Her modest apartment had always been a pristine sanctuary, and now, telltale stacks of carelessness and disorientation had begun to form: On the dining room table, a pile of unanswered mail, mostly from nonprofits seeking donations, sat unanswered, as well as birthday cards and bills, with checks attached, unsent.  In the kitchen, four boxes of corn muffins sat spoiling, untouched.  (She’d long lived alone, since my grandfather had died.)

Once after I arrived for a visit, she hovered near the electric stovetop, to cover for the plastic colander that had melted there, hoping I wouldn’t notice.  She knew that I would know something was wrong–and, that then, I might spur a movement to make her leave home.

The decline had intensified after the car accident. One Sunday morning, she’d been on her way to church, a few miles away.  Seemingly out of nowhere, another car rear-ended her.  “Those crazy Florida drivers,” she said many times afterwards. But it became pretty clear, pretty fast that in this case, she was at fault. She’d become disoriented, and just stopped on the road. Thankfully, no one was hurt, but her car.  It didn’t take any convincing to keep her from getting behind the wheel again.  With this loss of mobility, the decline accelerated.  She fought the idea of moving, of having an aide of any sort.  Eventually, she succumbed, though for the few months we were lucky to employ a kindly woman, Kay often locked her out of the house.  “Go home to your family,” she’d say.

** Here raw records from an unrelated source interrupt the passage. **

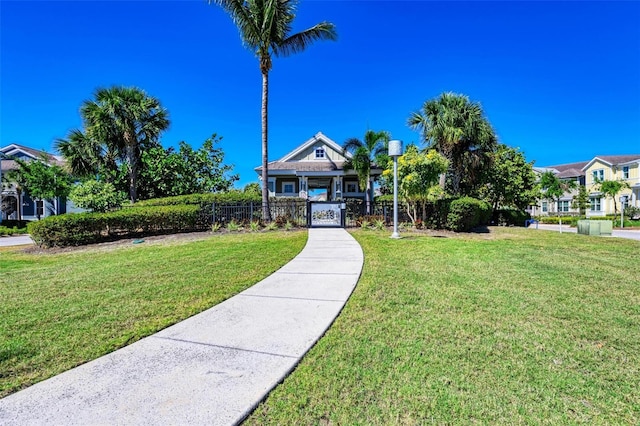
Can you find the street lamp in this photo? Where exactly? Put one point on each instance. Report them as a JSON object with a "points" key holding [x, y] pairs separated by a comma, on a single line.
{"points": [[395, 150]]}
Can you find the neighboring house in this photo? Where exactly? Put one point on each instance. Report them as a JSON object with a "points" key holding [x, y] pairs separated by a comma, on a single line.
{"points": [[612, 167], [19, 203], [587, 173], [571, 171], [314, 170]]}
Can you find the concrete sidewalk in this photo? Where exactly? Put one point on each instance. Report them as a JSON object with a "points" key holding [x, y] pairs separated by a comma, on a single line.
{"points": [[213, 368]]}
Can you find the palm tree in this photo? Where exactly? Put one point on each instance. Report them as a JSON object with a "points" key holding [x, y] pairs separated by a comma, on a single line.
{"points": [[457, 128], [124, 120], [364, 155], [265, 28]]}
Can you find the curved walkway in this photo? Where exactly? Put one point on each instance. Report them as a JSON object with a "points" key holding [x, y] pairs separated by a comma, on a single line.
{"points": [[214, 367]]}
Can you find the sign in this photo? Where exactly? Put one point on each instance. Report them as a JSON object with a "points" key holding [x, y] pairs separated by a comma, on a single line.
{"points": [[326, 214]]}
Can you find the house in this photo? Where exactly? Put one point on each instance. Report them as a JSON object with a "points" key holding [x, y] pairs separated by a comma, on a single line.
{"points": [[315, 170], [612, 167], [570, 171], [587, 173], [14, 201]]}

In hindsight now, a few months after her passing, I suppose the way she died was inevitable.  My brother had been visiting and spending the night at her place after an Easter celebration.  He heard Kay scream from the other room, where she was preparing for bedtime. She’d fallen in her walk-in closet.  Her hip just gave out.  Suddenly, her worst fear of being taken to a hospital was now unavoidable.  Terrified, she suffered a ‘silent’ heart attack.  As she lay in the rehab center, refusing to work with the physical therapists, she repeated, over and over, the worst words you can hear a patient say: “Nothing interests me.  Nothing interests me.”

Three weeks later, she was dead.

What did she die from?  Now, a hip fracture isn’t necessarily a death sentence for all older women who suffer one.  A 90-year old lady I know is feistily navigating around in a wheelchair after she broke hers.  A neighbor of Kay’s broke one hip, then the other, and is still around to tell about it.  But the case of my dear aunt statistically fits the textbook.  She’d lost the will to live.

At the small graveside service in our hometown of New York, we buried her, as she wished, next to my grandmother and grandfather.  The kind officiant asked the cause of death.  He shook his head as we explained, and answered further questions: That she lived alone, never had married, had worked all her life until retirement at a modest job–hadn’t been sick a day until the fractured hip. Did it fracture when she fell, or was she literally crumbling? we wondered, as we told her story.  Did she die, indirectly, of a broken heart?

“That’s the fourth time this week I’ve heard this,” the officiant said.  As we drove away from the cemetery, I thought about how many Aunt Kays there are out there: lonely, isolated, falling apart. Knowing this doesn’t give me solace; it makes me even sadder for her loss, and for all the other people, living on their own.